Lagarde war Anhänger eines extrem positivistischen Wissenschaftsverständnisses, das nur die Möglichkeit einer objektiven und gültigen Wahrheit zuließ. Hieraus ergab sich die Unfähigkeit, die den Geisteswissenschaften immanente Notwendigkeit eines kontroversen wissenschaftlichen Diskurses zu akzeptieren. Daher interpretierte Lagarde Kritik oder Nichtbeachtung als bewusste persönliche Kränkung, die es robust zu beantworten galt. So fiel der Göttinger Professor im Wissenschaftsbetrieb immer wieder durch wüste Kritikerschelte, gezielte Indiskretionen, bizarre Reformpläne und kühne Selbstheroisierung auf. Wegen seiner Machtfülle als Ordinarius und des Prestigeunternehmens der Septuaginta-Edition konnte er sich sein Querulantentum leisten, ohne nennenswerte Konsequenzen fürchten zu müssen. Dass es ihn menschlich und wissenschaftlich isolierte, störte Lagarde ohnehin nicht, denn die Selbststilisierung zum heroischen Einzelgänger und verfolgten Propheten betrieb er nach allen Regeln der Kunst. Er benötigte diese Aura für die Popularisierung seiner unzeitgemäßen Reformideen. Denn trotz seines Positivismus und seiner Hingabe an die Wissenschaft sah Lagarde den eigentlichen Sinn seines Lebens in der Stiftung eines neuen Glaubens, der zur „Wiederverzauberung“ der kalten und rationalistischen Moderne führen sollte.

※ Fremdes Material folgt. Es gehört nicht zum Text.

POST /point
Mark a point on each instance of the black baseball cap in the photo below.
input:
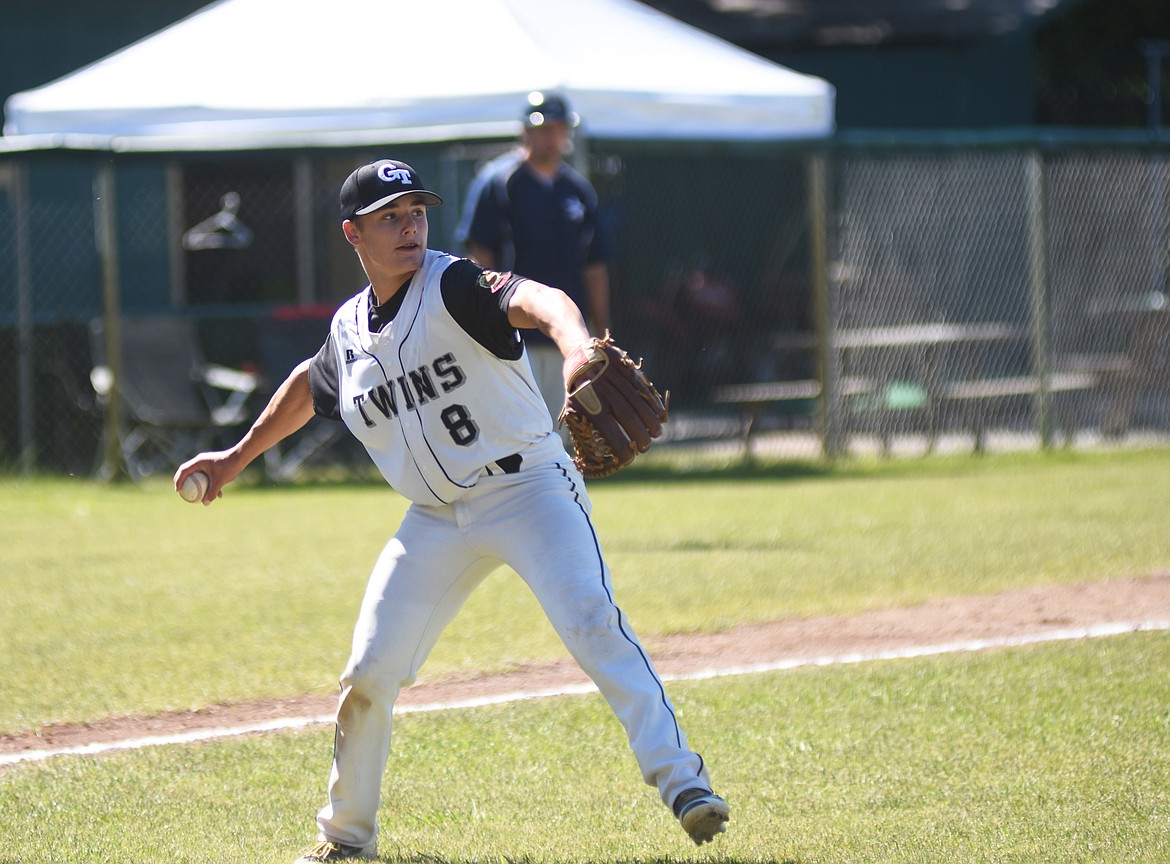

Bezeichnenderweise wurden Lagardes politisch-religiöse Ideen erst beachtet, als sich die deutsche Öffentlichkeit im Kontext von „Gründerkrach“ und Kulturkampf verstärkt mit den Kosten von Modernisierungsprozessen auseinanderzusetzen begann. Eine breite Leserschaft fanden die seit 1878 in mehreren Auflagen und Erweiterungen erschienenen Deutschen Schriften. Sie waren ein Sammelsurium zeitkritischer Diagnosen und wirklichkeitsfremder Reformentwürfe, die zum Teil noch aus den 1850er Jahren stammten. Das Bismarck-Reich war Lagarde zu liberal, materialistisch und bürokratisch-steril. Ihm fehle eine religiöse Fundierung. Die gemeinsame Orientierung auf ein ideales Ziel, das die Grundlage wahrer Frömmigkeit bilden könne, habe die pragmatische Machtpolitik des Reichsgründers nicht hervorgebracht. Abhilfe sieht Lagarde in der Stiftung einer nationalen Religion, deren nähere Charakterisierung allerdings widersprüchlich ausfällt. Einerseits will Lagarde den neuen Glauben philologisch aus den Quellen des Neuen Testaments gewinnen, andererseits wettert er gegen den „Buchstabenglauben“, der echte Frömmigkeit ersticke. Einerseits lehnt er die existierende konfessionelle und kirchliche Spaltung des Christentums ab und kritisiert vor allem den Protestantismus in scharfen Tönen, andererseits zeigt er keine institutionellen Alternativen auf und bleibt mit seinen heterodoxen Thesen dem Kulturprotestantismus verpflichtet. Einerseits solle der neue Glaube historisch und christlich fundiert sein, andererseits sind seine Vorstellungen präsentisch und postchristlich, wenn er den deutschen Nationalismus in pathetischen Worten sakralisiert und fordert, die Religion müsse am „germanischen Wesen“ ausgerichtet sein.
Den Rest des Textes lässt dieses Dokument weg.